As of 2002, there had been a total of 87 patients reported who developed one or more symptoms of serosal fibrosis after taking pergolide, including 38 cases with pleural effusion and 21 cases with pleural fibrosis (21). The mean age of the patients was 64 years, and approximately three fourths of the patients were men (21). Most patients had been taking the drug for
more than 1 year and had not recovered at the time that they were reported (21).

The natural history of pleuropulmonary disease during treatment with ergot alkaloids is unclear. The disease progresses only in some of the patients who continue taking the drug (14). On discontinuation, most patients improve, but complete resolution of the process is rare. It is recommended that annual chest radiographs be obtained in patients who are taking ergot alkaloids on a long-term basis. If the radiograph reveals pleural or parenchymal infiltrates, strong consideration should be given to stopping the ergot alkaloids and using an alternative drug for the treatment of the Parkinson’s disease.

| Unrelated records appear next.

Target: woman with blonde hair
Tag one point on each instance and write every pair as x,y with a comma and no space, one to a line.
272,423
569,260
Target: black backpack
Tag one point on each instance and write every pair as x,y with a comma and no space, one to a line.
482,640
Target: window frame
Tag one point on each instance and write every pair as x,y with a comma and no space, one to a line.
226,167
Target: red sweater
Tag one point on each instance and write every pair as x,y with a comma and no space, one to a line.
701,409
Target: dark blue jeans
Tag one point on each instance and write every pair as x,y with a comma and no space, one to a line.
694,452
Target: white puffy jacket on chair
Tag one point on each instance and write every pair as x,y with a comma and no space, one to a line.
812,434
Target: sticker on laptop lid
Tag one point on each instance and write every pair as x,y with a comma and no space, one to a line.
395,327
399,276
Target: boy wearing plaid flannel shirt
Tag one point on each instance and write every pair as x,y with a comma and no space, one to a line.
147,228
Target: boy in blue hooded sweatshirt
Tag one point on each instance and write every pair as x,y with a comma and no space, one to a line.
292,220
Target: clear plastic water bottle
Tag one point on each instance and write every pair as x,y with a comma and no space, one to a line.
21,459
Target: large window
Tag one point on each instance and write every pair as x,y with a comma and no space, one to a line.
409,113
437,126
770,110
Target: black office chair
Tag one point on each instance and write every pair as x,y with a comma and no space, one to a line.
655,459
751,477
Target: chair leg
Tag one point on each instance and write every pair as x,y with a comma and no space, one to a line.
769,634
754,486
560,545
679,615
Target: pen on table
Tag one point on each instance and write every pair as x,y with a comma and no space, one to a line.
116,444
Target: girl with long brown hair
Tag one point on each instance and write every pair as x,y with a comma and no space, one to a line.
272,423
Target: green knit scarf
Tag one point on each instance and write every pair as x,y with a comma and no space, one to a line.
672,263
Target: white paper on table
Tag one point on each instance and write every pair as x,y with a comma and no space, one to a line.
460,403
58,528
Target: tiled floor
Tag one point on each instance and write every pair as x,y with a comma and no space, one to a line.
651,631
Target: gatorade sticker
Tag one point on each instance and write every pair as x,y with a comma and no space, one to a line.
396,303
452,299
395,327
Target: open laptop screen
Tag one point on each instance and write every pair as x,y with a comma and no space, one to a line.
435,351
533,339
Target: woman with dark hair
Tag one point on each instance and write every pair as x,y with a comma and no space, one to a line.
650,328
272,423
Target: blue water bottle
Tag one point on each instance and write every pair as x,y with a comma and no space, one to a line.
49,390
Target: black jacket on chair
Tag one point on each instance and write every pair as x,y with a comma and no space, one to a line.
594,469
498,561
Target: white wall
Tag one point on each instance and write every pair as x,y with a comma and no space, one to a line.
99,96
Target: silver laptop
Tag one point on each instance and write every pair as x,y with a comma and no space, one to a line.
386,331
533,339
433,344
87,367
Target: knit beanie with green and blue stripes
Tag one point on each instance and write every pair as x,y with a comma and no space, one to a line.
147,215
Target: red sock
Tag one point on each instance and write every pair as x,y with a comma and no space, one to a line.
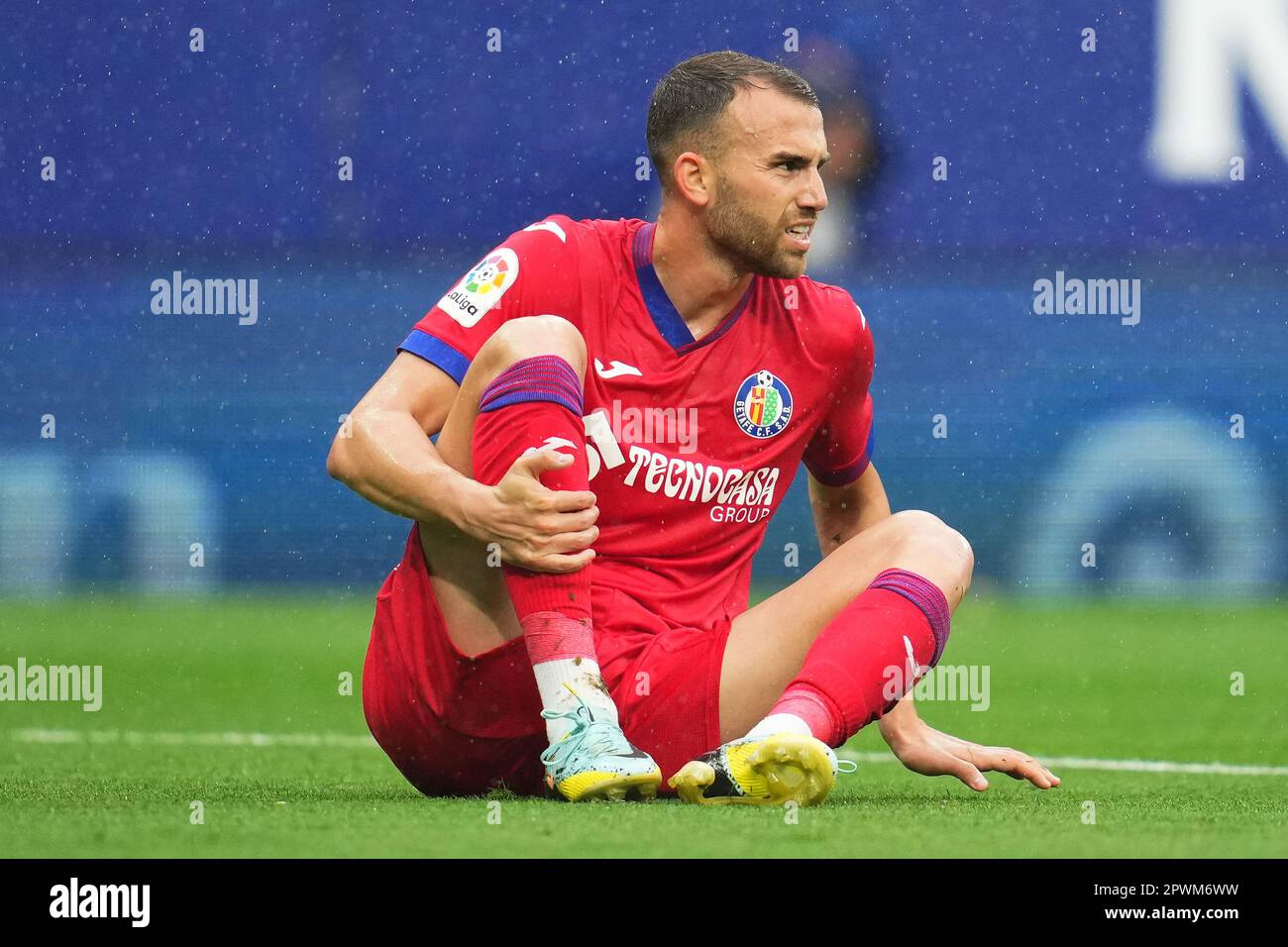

Dasatinib is a tyrosine-kinase inhibitor approved for the treatment of BCR-ABL positive chronic myeloid leukemia (CML) and Philadelphia chromosome positive acute lymphoblastic leukemia (ALL) after imatinib failure. The incidence of dasatinib-associated pleural effusions is approximately 20% to 40% (22), which is probably the highest incidence of pleural effusion associated with any drug. Administration of dasatinib once daily is associated with fewer pleural effusions than is administration twice daily and is equally effective (23). In one study (23), 319 patients were randomized to receive dasatinib 140 mg qd or 70 mg bid. The incidence of pleural effusion was 39% in the bid group and 20% in the qd group (23). In a subsequent study (24), 662 patients were randomized to dasatinib 100 mg qd, 50 mg bid, 140 mg qd, or 70 mg bid. In this series (24), the incidence of pleural effusions was lower in the 100 mg qd group (14%) than in the 140 mg qd group (26%), the 70 mg bid group (25%), or the 50 mg bid group (23%). The mean time to the development of the pleural effusion was about 200 days, and it tended to be longer in the groups that received 100 mg per day (24). Pleural effusion was cited as the reason for discontinuing the drug in less than 5% of patients. Peripheral lymphocytosis was more common in the patients that developed pleural effusion than in those that did not (24). Most of the pleural effusions were symptomatic (24).

The characteristics of the pleural fluid secondary to dasatinib therapy have not been well described. Bergeron et al. (25) performed thoracentesis on six patients and reported that the fluid was exudative in all and five were lymphocytic and one was a chylothorax. Quintás-Cardama et al. (26) reported that seven of nine pleural fluids were exudative while two were transudative. Seven of the nine effusions were lymphocyte predominant and one was a chylothorax (26). Pleural biopsy has shown lymphocytic infiltration (25).

The mechanisms responsible for the development of the pleural effusion is unknown. It is thought that it is immune mediated given the predominance of lymphocytes in the pleural effusion, the high incidence of patients who have lymphocytosis, and the lymphocytic infiltrates on the pleural biopsy.